Quando ele surgia com sua capa preta a la Torquato Neto, empunhando um megafone, sua voz rouca retinia. Fizemos várias apresentações itinerantes. Saindo da igreja São Benedito, ele convidava as pessoas em situação de rua, inclusive os meninos, que seguiam em cortejo pelo Centro, que naquela época era lotado de gente. Geralmente encerrando na frente do Theatro 4 de Setembro. Certa vez, no lançamento do livro “O Contra-lei”, 1994, salvo engano, ele montou um farto café da manhã, com muitas frutas, em mesa na frente do Theatro. Depois da performance, os residentes das ruas do Centro, os mais vulneráveis, fizeram o limpa. Ficaram apenas restos e cascas de melões, melancias e mamões.

A poesia de Ferreira evoluiu. Saindo da fase do ferro, que repetia sílabas, que usava a percussão vocal de seus fonemas, gerando a aliteração que imitava a batida do martelo sobre a bigorna, moldando a palavra bruta, lapidando as letras e criando a sua poemática a base da transformação alquímica metalizada. Élio tirou leite de ferro, readaptando o adágio popular para a construção literária.

Elio, o contra-lei III-Foto: reprodução

Seu pai, era um mestre ferreiro e bombeiro hidráulico, que mantinha a sua própria oficina. Aos 9 anos, o florianense iniciou seu aprendizado em malhar o ferro. Quantos tem-tem soaram nos ouvidos do poeta antes de construir sua poesia? Até os 20 anos, seguiu na oficina, atuando ao lado do pai como aprendiz. Nada é à toa. O livro “Poemartelos”, 1986, marcou o início da trajetória da poesia onomatopaica, quando deu vida à memória afetiva, decantando no papel o que ouviu a vida toda. O martelo ecoava no juízo do poeta.

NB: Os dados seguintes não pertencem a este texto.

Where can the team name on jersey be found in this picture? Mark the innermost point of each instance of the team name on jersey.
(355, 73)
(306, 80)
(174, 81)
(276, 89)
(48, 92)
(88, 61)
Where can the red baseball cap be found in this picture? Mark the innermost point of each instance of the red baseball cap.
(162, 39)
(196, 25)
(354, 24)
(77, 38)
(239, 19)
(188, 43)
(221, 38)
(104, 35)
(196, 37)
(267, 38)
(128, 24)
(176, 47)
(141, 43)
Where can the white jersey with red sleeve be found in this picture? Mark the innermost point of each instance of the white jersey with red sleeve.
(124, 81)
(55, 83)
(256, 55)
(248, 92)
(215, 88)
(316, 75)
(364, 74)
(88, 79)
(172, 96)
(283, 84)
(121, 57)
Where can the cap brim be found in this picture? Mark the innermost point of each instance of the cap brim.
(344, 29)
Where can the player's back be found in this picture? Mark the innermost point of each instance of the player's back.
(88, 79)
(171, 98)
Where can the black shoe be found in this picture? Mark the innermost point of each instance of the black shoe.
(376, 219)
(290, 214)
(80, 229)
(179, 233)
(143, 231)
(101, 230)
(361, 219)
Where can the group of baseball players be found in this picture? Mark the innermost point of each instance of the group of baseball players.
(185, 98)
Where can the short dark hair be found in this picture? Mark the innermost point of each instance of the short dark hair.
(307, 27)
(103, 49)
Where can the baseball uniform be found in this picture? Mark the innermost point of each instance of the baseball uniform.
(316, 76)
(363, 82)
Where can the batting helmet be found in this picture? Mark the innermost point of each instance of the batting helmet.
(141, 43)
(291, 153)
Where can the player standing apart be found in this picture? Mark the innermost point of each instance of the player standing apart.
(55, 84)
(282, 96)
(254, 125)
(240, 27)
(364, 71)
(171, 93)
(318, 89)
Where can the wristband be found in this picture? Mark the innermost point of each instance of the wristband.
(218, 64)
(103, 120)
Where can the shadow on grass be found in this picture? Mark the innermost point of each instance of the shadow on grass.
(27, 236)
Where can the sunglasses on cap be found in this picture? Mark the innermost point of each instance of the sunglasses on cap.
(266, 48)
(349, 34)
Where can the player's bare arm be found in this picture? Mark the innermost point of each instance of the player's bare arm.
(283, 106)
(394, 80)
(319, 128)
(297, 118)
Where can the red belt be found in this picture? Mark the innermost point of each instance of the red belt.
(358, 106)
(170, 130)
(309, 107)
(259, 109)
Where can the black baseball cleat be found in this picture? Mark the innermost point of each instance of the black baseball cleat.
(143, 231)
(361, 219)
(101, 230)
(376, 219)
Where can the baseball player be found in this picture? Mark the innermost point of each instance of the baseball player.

O tempo passou. Élio começou a obter o reconhecimento catedrático, e isso chancelou sua importância no circuito artístico-cultural de Teresina. Passando das performances de rua, subiu ao palco do bar Elis Regina, de João Vasconcelos, que ficava na esquina das ruas David Caldas e Félix Pacheco, por trás de um belo palacete que abrigava a UBE-PI - União Brasileira de Escritores do Piauí. Sempre me pergunto como um espaço tão minúsculo cabia tanta arte.

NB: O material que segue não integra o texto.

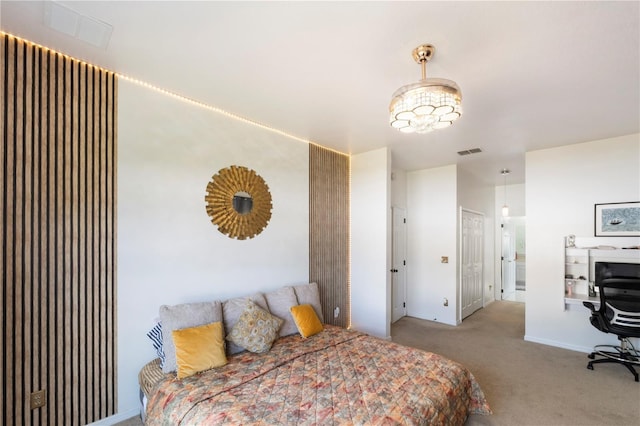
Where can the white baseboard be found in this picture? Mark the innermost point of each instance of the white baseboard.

Houve um período áureo de efervescência cultural, que veio dos anos 80/90 e desaguou no início dos anos 2000. Naquele período, todo dia da semana tinha alguma atividade promovida pela Fundac (antes da Secult, a entidade que representava a Cultura do Piauí funcionava como Fudação e ainda englobava o Esporte). Uma delas, que apresentava-se com regularidade mensal, era a “Roda de Poesia e Tambores”. Daí surgiram muitos poetas. Outros iam recitar suas criações. Havia poetas homenageados. Eu mesmo performei várias vezes. Em uma delas, fiz a interpretação da obra do poeta Hardi Filho, de saudosa memória. Um craque dos sonetos.

A passagem de Élio, que trazia a espada de Ogum com leveza, mostrou o lado sereno do orixá. Nunca vi o poeta destemperado. Sempre sossegado. Equilibrado. Pacífico e apaziguador. O martelo moldou com carinho uma geração de poetas, homens e mulheres, que perderam a vergonha de dizer seus dizeres naquele palco mágico do Espaço Jornalista Osório Júnior, no Club dos Diários. Tudo obra do mestre que fez das pancadas no ferro o fenômeno que o tornou notório. Nós, que o conhecíamos de perto, nunca duvidamos.

Élio deixa um vácuo que dificilmente será ocupado com tamanha propriedade. O Iron Man do Médio Parnaíba não vestia uma armadura metalizada. Sua capa de cetim preto bailava ao sabor do vento, leve. Sua voz dizia o que a oficina da vida moldou em seu coração. O neuroatípico que foi xingado e enxovalhado no começo, tornou-se um emblema da poesia mafrense. Ferreira pendurou o martelo, mas a sua obra será mais conhecida a partir de agora e seguirá sem ferrugem para sempre. A magia está consumada. O ferro virou aço inoxidável. “Abracadabra. Abra. Abracadabra!”